Biondi offre aiuti a Turchia e Siria: «Daremo sostegno e competenze»

11 Febbraio 2023

Il primo cittadino scrive alle due ambasciate: «Gli aquilani non dimenticano la solidarietà ricevuta Siamo pronti a contribuire con la nostra esperienza alla ripresa della vita che deve continuare»

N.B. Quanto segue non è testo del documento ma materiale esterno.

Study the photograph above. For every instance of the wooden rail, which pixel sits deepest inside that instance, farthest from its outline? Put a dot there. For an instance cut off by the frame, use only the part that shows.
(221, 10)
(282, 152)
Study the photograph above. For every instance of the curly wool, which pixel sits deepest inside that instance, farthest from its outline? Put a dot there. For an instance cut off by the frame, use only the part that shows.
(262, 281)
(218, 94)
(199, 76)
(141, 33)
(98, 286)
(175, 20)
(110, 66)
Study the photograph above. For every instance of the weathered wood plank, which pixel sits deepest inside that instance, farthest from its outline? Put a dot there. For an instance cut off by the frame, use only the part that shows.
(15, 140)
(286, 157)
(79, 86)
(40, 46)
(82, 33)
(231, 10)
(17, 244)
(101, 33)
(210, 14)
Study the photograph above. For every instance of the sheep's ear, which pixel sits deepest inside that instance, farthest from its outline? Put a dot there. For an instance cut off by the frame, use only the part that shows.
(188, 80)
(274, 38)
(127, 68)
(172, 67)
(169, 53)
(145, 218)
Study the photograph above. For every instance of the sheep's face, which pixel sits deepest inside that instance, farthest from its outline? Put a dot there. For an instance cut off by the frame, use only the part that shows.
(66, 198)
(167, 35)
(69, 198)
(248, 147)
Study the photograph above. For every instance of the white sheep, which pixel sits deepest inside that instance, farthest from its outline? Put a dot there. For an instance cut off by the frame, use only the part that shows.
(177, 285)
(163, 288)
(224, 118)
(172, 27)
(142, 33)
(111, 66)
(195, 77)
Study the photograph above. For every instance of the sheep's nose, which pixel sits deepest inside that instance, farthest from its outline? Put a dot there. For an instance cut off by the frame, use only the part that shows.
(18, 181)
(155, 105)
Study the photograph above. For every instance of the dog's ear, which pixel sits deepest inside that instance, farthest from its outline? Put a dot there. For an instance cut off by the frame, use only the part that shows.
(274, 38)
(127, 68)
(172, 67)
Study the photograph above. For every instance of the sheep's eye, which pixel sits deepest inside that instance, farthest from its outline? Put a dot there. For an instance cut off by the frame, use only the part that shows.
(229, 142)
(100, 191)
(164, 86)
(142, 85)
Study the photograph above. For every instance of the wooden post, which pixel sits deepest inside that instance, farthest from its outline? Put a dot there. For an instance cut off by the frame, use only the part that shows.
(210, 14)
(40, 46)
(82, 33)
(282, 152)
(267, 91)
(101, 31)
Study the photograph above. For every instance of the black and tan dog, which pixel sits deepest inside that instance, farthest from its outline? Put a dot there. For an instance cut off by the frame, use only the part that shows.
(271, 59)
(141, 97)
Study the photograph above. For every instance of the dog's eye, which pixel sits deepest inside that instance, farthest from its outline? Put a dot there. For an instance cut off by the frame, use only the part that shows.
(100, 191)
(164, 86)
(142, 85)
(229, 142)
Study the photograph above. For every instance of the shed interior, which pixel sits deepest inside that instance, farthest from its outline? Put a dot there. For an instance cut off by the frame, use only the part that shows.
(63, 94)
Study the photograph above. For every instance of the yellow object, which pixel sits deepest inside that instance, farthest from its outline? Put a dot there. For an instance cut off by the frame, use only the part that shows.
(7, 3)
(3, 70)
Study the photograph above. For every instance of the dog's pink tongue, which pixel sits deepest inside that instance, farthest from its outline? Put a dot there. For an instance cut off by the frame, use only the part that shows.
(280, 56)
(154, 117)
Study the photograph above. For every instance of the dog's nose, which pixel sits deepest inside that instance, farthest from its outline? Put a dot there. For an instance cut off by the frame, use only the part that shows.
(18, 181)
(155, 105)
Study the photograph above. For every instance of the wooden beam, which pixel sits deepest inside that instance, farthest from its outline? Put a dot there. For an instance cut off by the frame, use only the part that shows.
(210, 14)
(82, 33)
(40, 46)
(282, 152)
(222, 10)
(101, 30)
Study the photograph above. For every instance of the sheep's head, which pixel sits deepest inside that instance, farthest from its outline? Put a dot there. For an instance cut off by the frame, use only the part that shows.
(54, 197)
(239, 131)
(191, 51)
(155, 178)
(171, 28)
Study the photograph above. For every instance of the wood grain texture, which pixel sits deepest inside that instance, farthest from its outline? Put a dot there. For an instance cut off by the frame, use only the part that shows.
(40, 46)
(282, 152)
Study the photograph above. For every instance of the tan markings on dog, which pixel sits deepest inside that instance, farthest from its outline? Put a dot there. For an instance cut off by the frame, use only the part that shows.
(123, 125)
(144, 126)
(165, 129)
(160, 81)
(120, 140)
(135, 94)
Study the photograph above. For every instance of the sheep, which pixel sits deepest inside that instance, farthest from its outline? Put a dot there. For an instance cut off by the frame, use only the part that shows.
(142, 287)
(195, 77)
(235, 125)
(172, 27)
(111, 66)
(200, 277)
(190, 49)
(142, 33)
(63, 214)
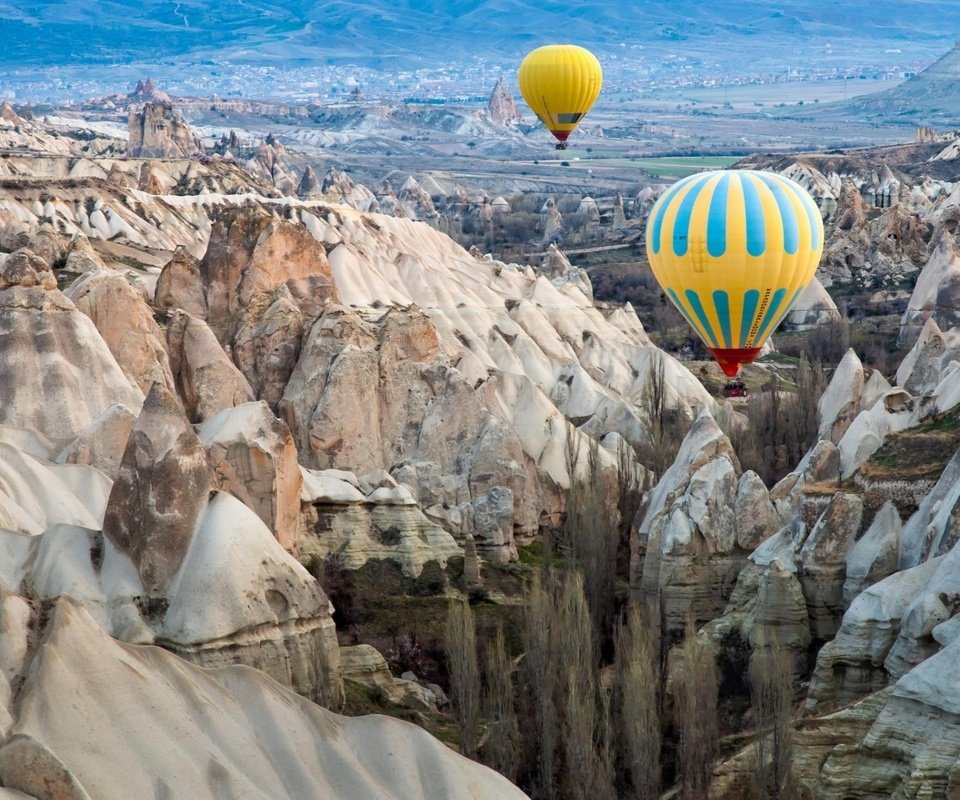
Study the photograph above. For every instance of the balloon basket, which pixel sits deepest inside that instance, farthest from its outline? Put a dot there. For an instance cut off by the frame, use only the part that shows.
(731, 359)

L’AQUILA. La comunità aquilana sta rivivendo le strazianti scene di devastazione e morte che arrivano dalla Siria e dalla Turchia. Ed è pronta a mettere a disposizione le competenze acquisite nel terremoto del 2009, senza dimenticare il sostegno avuto da tutto il mondo, quando la macchina dei soccorsi portò nel nostro territorio la forza necessaria per rialzarsi.
Il sindaco Pierluigi Biondi ha quindi scritto alle ambasciate italiane dei Paesi colpiti, offrendo aiuto concreto: «Siamo pronti ad aiutare, così come siamo stati aiutati», si legge nella missiva del sindaco, «a restituire quanto abbiamo imparato, a contribuire con la nostra esperienza alla ripresa della vita che deve continuare». Biondi ha rivolto il pensiero della comunità alle popolazioni straziate dal terremoto e a quanti, in queste ore, sono impegnati nelle operazioni di soccorso. Il cuore degli aquilani soffre nel ricordo di quanto vissuto nei giorni successivi alla tremenda scossa del 6 aprile 2009 e vuole far sentire la propria vicinanza alle popolazioni turche e siriane.
«Solidarietà, vicinanza e sostegno», sono i sentimenti espressi dal primo cittadino che ha ricordato la tragedia che ha colpito il capoluogo d’Abruzzo e altri 56 comuni del cratere il 6 aprile 2009, evidenziando l’importanza del sostegno fornito dallo Stato, dagli italiani e dai Paesi di tutto il mondo che, sottolinea il sindaco Biondi, «si strinsero intorno al nostro dramma, contribuendo fattivamente al percorso di ricostruzione. In questi anni abbiamo ospitato delegazioni straniere che cercavano nel nostro modello e nei nostri tecnici, risposte a simili vicende che, purtroppo, si ripetono – anche se con diversa veemenza – in ogni parte del globo».
Quanto imparato e messo a frutto nell’emergenza, ora può essere restituito: «Abbiamo imparato cosa voglia dire dormire all’addiaccio», ha aggiunto il sindaco nella lettera inviata alle ambasciate italiane di Siria e Turchia, «e cosa vuol dire razionalizzare acqua e alimenti, e poi a rialzarsi».
Per questa ragione, a nome dell’intera comunità locale colpita profondamente dalla tragedia che ha sconvolto le comunità turca e siriana, il sindaco Biondi ha messo a disposizione le competenze acquisite nella gestione dell’emergenza.